Tuesday, March 27, 2012

How To: Bulk Delete Files in a Large SharePoint Document Library using PowerShell

A client recently had a case where a migration of tens of thousands of documents into a document library failed, and they wanted to delete everything and start over.  It turns out there is no easy ‘Delete Everything’ button or API call in SharePoint.  Instead, I came up with this gem to fairly quickly check in any ‘orphan’ files, delete a few thousand items in batches of 1000, and then delete all folders:

param($url,$libraryName)

$w = get-spweb $url
$l = $w.Lists[$libraryName]
$format = "<Method><SetList Scope=`"Request`">$($l.ID)</SetList><SetVar Name=`"ID`">{0}</SetVar><SetVar Name=`"Cmd`">Delete</SetVar><SetVar Name=`"owsfileref`">{1}</SetVar></Method>"

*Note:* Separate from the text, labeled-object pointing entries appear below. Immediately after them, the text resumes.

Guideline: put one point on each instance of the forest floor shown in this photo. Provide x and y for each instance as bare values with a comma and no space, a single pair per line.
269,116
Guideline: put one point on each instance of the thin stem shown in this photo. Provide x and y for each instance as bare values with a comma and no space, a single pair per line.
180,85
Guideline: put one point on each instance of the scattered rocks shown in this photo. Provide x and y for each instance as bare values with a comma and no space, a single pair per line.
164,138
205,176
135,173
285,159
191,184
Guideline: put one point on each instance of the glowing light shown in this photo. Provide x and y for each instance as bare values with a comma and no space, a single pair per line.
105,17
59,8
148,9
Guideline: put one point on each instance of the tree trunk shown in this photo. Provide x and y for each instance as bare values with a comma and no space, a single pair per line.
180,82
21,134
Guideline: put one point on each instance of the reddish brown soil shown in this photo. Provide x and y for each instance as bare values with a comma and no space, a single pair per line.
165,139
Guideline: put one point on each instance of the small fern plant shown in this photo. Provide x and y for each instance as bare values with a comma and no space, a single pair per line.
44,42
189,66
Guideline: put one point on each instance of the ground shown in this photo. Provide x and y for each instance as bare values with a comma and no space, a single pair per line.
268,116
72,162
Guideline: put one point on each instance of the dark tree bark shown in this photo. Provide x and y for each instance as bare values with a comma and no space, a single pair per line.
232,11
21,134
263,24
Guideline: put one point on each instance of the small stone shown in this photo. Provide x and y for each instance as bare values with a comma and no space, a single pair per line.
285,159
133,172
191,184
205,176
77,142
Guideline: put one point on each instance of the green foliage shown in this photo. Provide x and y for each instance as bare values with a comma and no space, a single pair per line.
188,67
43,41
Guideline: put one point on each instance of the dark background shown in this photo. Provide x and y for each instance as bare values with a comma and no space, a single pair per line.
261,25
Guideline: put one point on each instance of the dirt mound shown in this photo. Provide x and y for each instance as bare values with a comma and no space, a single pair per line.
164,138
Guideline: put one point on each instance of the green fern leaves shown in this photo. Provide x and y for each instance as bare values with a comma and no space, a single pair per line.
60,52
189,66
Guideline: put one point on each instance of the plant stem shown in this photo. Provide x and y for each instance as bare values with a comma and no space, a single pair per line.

function DeleteAllFiles($folder)
{
   
    $count = $folder.Files.Count - 1
    if($count -gt -1){
    Write-Host "Deleting $count files..."
    for($i = $count; $i -gt -1; $i--){
        $f = $folder.Files[$i];
        if($f.CheckOutStatus -ne [Microsoft.SharePoint.SPFile+SPCheckOutStatus]::None){
            $f.CheckIn("Checkin by admin");   
        }
        $f.Delete()
    }
    }
   
}

function BuildBatchDeleteCommand($items)
{
    $sb = new-object System.Text.StringBuilder
    $sb.Append("<?xml version=`"1.0`" encoding=`"UTF-8`"?><Batch>")
    $items | %{
        $item = $_
        $sb.AppendFormat($format,$item.ID.ToString(),$item.File.ServerRelativeUrl.ToString())
    }
    $sb.Append("</Batch>")
return $sb.ToString()
}


$count = $l.CheckedOutFiles.Count -1;
Write-Host "Taking over $count items that have never been checked in."
for($i = $count; $i -gt -1; $i--){
    $f = $l.CheckedOutFiles[$i];
    $f.TakeOverCheckOut()
    Write-Host $f.Url
}

 

Write-Host "Deleting $($l.Items.Count) items"
while($l.Items.Count -gt 0){
    $q = new-object "Microsoft.SharePoint.SPQuery"
    $q.ViewFields="<FieldRef Name=`"ID`" />"
    $q.ViewAttributes = "Scope=`"Recursive`""
    $q.RowLimit=1000

    $items = $l.GetItems($q)
    $cmd = BuildBatchDeleteCommand($items)
    Write-Host "Deleting $($items.Count) items..."
    $result = $w.ProcessBatchData($cmd)
    if ($result.Contains("ErrorText")){ break; }
    Write-Host "Deleted. $($l.Items.Count) items left..."
}

Write-Host "Deleting $count folders..."
$l.Folders | %{$_.Url.ToString()} | sort -descending | %{
    $folder = $_
    $folder
    $f = $w.GetFolder($folder)
    $f.Files.Count
    $f.Delete()

}

Monday, March 5, 2012

10 SharePoint Devilish Details

I have a love-hate relationship with SharePoint.  There is so much that it can do, and so many ways it can help an organization solve collaboration problems, and I have yet to see a better alternative. No, the company currently advertising as a SharePoint alternative is not really a replacement for everything SharePoint does.  But on many occasions, I've found that with SharePoint "The devil is in the details".  There are some things that SharePoint is so awfully stupid at that I want to throw it out the window some days.  This list is presented for two reasons. First, I have a desperate, irrational hope that Microsoft will fix some of these issues.  Second, to educate SharePoint users on where to expect some pain points.  As with any system, sales is guilty of over-selling SharePoint's capabilities, and underplaying some of these 'devil in the details' problems.  With that out of the way, here are 10 annoying problems with SharePoint:

One: InfoPath browser forms do not always open in the browser

You work hard and get a nice InfoPath browser form going.  It looks great in IE and Chrome, and the customer is happy.  Then they get a link in a task email. Or click a link in workflow history.  Or link to the form from navigation.  In all cases, despite your best efforts and various settings that sound like they might work, the form opens in InfoPath Filler for IE users that have InfoPath installed.  Microsoft will tell you this is by design- even the wording hints at it: Browser Compatible Forms.  As in: 'This form can run in the browser if it has to'.  As in: 'This form won't break in the browser, but we still think people will LOVE having a fat client pop up to fill out or view a form.'  As in fix this junk:  Users expect browser forms to open in the browser always for all cases, regardless of where the link is from.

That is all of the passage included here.